I am using OpenCV 2.410 to implement a project. My project allows to segment head from video sequence which get from camera. First, I detect the head region and then apply segmentation method for that ROI region. For high accuracy segmentation, I have chosen the Grabcut method. However, it is very slow. I only achieved about 2 frames/second (although I used a downsampling method).
I have two questions:
Do you have a faster method than Grabcut which has similar accuracy? On the other hand, do we have any way to segment head region?

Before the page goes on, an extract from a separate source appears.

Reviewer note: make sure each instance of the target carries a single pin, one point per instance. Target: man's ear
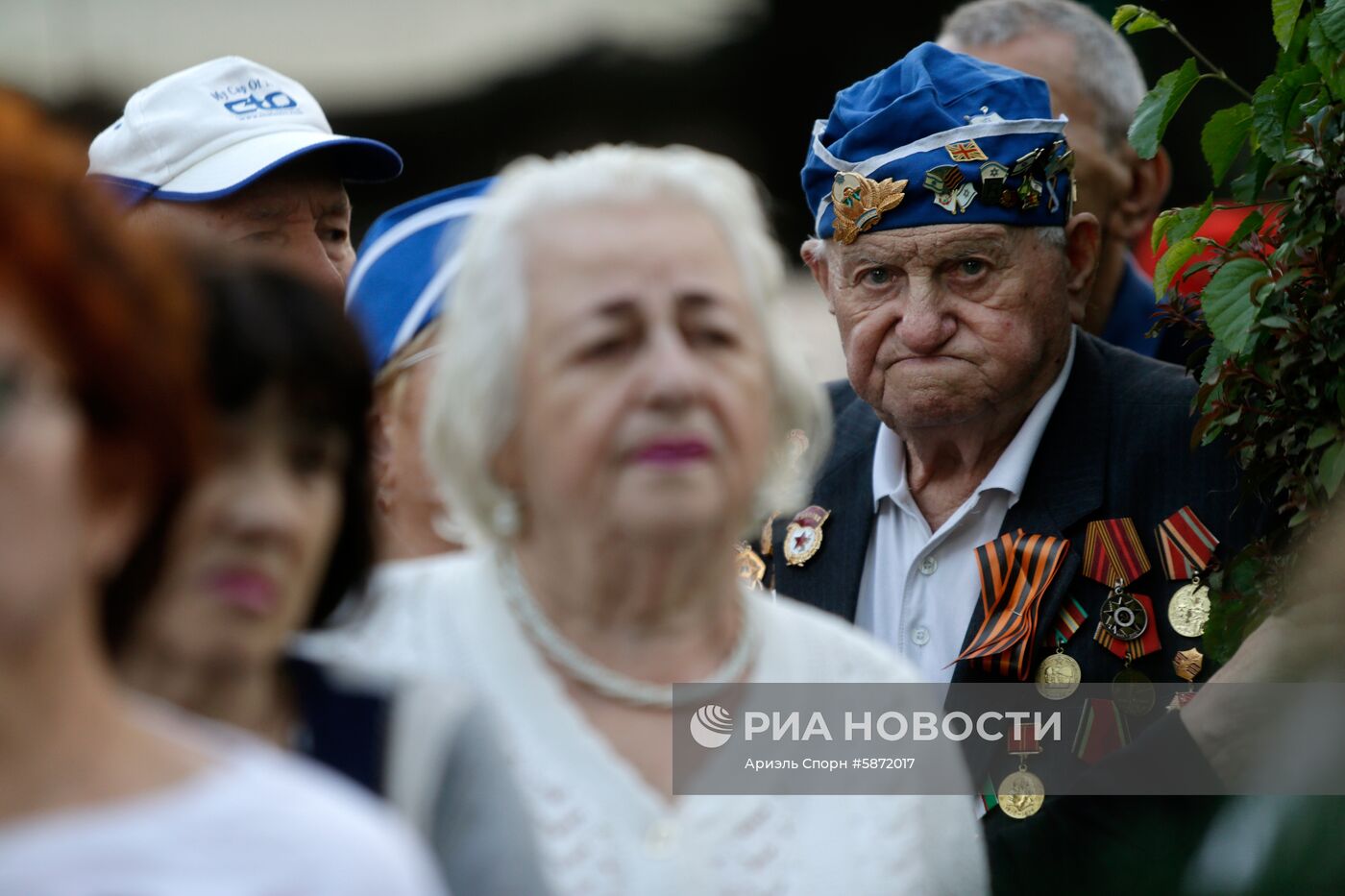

Could you see my code and give me some optimal way to make it faster?
#include <iostream>
#include <string>
#include <time.h>
//include opencv core
#include "opencv2\core\core.hpp"
#include "opencv2\contrib\contrib.hpp"
#include "opencv2\highgui\highgui.hpp"
#include "opencv2\objdetect\objdetect.hpp"
#include "opencv2\opencv.hpp"
//file handling
#include <fstream>
#include <sstream>
using namespace std;
using namespace cv;
//Functions
int VideoDisplay();
Mat GrabCut(Mat image);
const unsigned int BORDER = 5;
const unsigned int BORDER2 = BORDER + BORDER;
int main()
{
int value=VideoDisplay();
system("pause");
return 0;
}
Mat GrabCut(Mat image)
{
clock_t tStart_all = clock();
cv::Mat result; // segmentation result (4 possible values)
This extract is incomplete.